L’Institut Randstad et l’Observatoire du Fait Religieux en Entreprise (OFRE) présentent les résultats de leur troisième étude commune sur le fait religieux en entreprise. Elle confirme l’ancrage du fait religieux dans l’entreprise, et sa  progression.

 

 Un manager sur deux a déjà été confronté au fait religieux en entreprise. Jusqu’à présent, seule une minorité (44%) l’était. De même, en 2015, le fait religieux se manifeste avec plus d’intensité: une personne interrogée sur quatre déclare rencontrer régulièrement – de façon quotidienne, hebdomadaire ou mensuelle – la question du fait religieux dans son entreprise, alors qu’elles n’étaient que 12 % en 2014, soit une proportion deux fois moins importante. Ces résultats figurent parmi les principaux enseignements de l’étude Institut Randstad/OFRE, réalisée entre février et mars 2015 sur la base d’un questionnaire en ligne conduit auprès de 1 296 salariés exerçant pour la plupart des fonctions d’encadrement.

 

 L’actualité récente a eu des conséquences certaines sur la perception des pratiques et demandes religieuses. Ainsi le fait religieux en entreprise semble plus que jamais compliqué à gérer pour les managers, même si, en pratique, les cas réellement bloquants sont toujours très peu nombreux.
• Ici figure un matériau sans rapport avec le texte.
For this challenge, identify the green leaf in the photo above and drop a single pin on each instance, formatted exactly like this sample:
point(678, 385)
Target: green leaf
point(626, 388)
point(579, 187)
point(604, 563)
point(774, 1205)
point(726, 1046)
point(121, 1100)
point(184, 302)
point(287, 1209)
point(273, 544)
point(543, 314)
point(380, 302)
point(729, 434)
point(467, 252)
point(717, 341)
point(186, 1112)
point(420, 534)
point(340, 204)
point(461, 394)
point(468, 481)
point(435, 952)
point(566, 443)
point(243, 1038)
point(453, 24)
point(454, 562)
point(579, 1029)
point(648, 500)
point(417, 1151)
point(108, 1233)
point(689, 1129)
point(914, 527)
Ils ont cependant bien identifié à quel point leur entreprise (RH, juristes, notamment) peut les aider dans la résolution de ces situations.

 

Les salariés sont quant à eux plus attentifs aux manifestations de la religion en entreprise qu’auparavant. « Ils restent tolérants envers les croyances mais souhaitent que les pratiques religieuses soient encadrées et n’entravent pas le bon fonctionnement de leur entreprise et de leur équipe », commente Aline Crépin, directrice de la RSE du groupe Randstad France et déléguée générale de l’Institut Randstad pour l’Egalité des chances et le Développement durable.

 

« Les questions de la place de la religion dans la société et au travail se renouvellent sans cesse. Chaque nouveau cas conflictuel mis en lumière par les médias en est l’occasion. Ces questions sont sensibles et difficiles à cerner. Elles renvoient à celle de la laïcité, notion pour laquelle chacun semble avoir sa propre définition. Depuis trois ans, nos enquêtes le montrent : il n’y a pas d’explosion du fait religieux en entreprise. Si une entreprise sur deux environ est régulièrement concernée, ce pourcentage reste stable année après année. En revanche, les cas compliqués à résoudre, éventuellement conflictuels, augmentent. Si quantitativement, le fait religieux au travail n’évolue pas, qualitativement il se complexifie et pose davantage de problème au management. Il appelle plus que jamais à savoir articuler du courage managérial face aux cas inacceptables avec du pragmatisme, de l’ouverture d’esprit et du respect des personnes pour gérer la grande majorité des situations qui ne posent pas ou peu de problème », analyse de son côté Lionel Honoré, professeur des universités et directeur de l’OFRE.